The success of Deuter is partially attributed to a careful distribution policy that is not extremely selective, but focuses on retailers who follow a reasonable price-for-value strategy and have salespeople who are capable of dealing with technical products. In fact, it took the brand at least a decade to get out of the corner of a me-too brand in department store retailing and to be recognized as a technical outdoor brand.
The control over its own distribution policy is what keeps Deuter busy these days, but the company just lost a case before a Munich court (Landgericht München I, Az. 11HK O 3139/09) against one of the German retail customers that it did not want to supply any longer. Deuter is appealing the decision, which may have a major impact on the future of the distribution of outdoor products and other sporting goods at a time when the European Commission is reviewing the conditions under which bicycle brands can refuse to sell to the likes of Aldi or Lidl.
In the case involving Deuter, a German sporting goods retailer, Hegenloh, took the leading German backpack specialist for the second time over its refused to deliver. Besides its own 500-square-meter store in Wangen, near Stuttgart, Hegenloh operates a couple of online shops and trades over eBay.
Deuter’s managing director, Bernd Kullmann, told The Compass that the discounts that the retailer may have granted in his local and online stores were not the issue of the quarrel, but rather the type of retail operation. He said Deuter is appealing the decision because it is worried about the image of its brand if it is forced by law to sell to just anybody.
Substantially, the case is not big because Deuter sold Hegenloh merchandise worth only €8,000 to €10,000 in 2008. The dynamite in this case is not the turnover itself, but the judge’s decision that Deuter should be considered a market-leading brand that a retailer badly depends on to have a good offer on his shelves. Therefore, the court concluded, Deuter must deliver, no matter whether it wants to or not.

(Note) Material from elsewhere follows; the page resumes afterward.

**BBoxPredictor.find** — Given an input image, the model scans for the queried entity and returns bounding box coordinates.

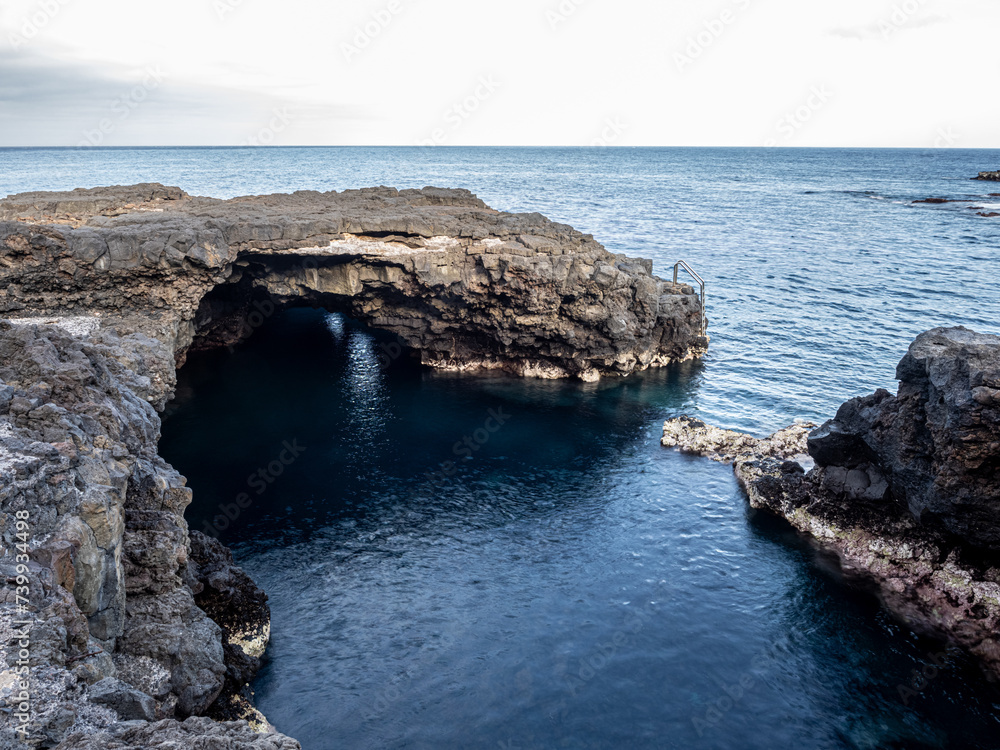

One argument is that Deuter has a supposed market share of 30 percent, which the brand denies. Before the court, Deuter argued that its market share should be estimated at more like 15 percent. This is probably an understatement of the brand's strength in the German market, and the difference probably depends on the definition of the backpacks market.
Anyhow, the judge finally followed the plaintiff’s reasoning by stating that the retailer is in fact a specialty sporting goods retailer and that it depends on Deuter’s merchandise because the brand is a clear market leader in this product segment. The court rejected Deuter’s idea that the retailer did not depend on Deuter’s range because it can offer comparable products offered by its competitors to satisfy the demands of the final customers. The judge said that a market leader is not necessarily defined by the volume it sells, but first of all by the quality of a brand that best meets the customers' demand. The court referred to a 1976 verdict where Rossignol was similarly forced to comply with regulations against selective distribution in the sporting goods sector.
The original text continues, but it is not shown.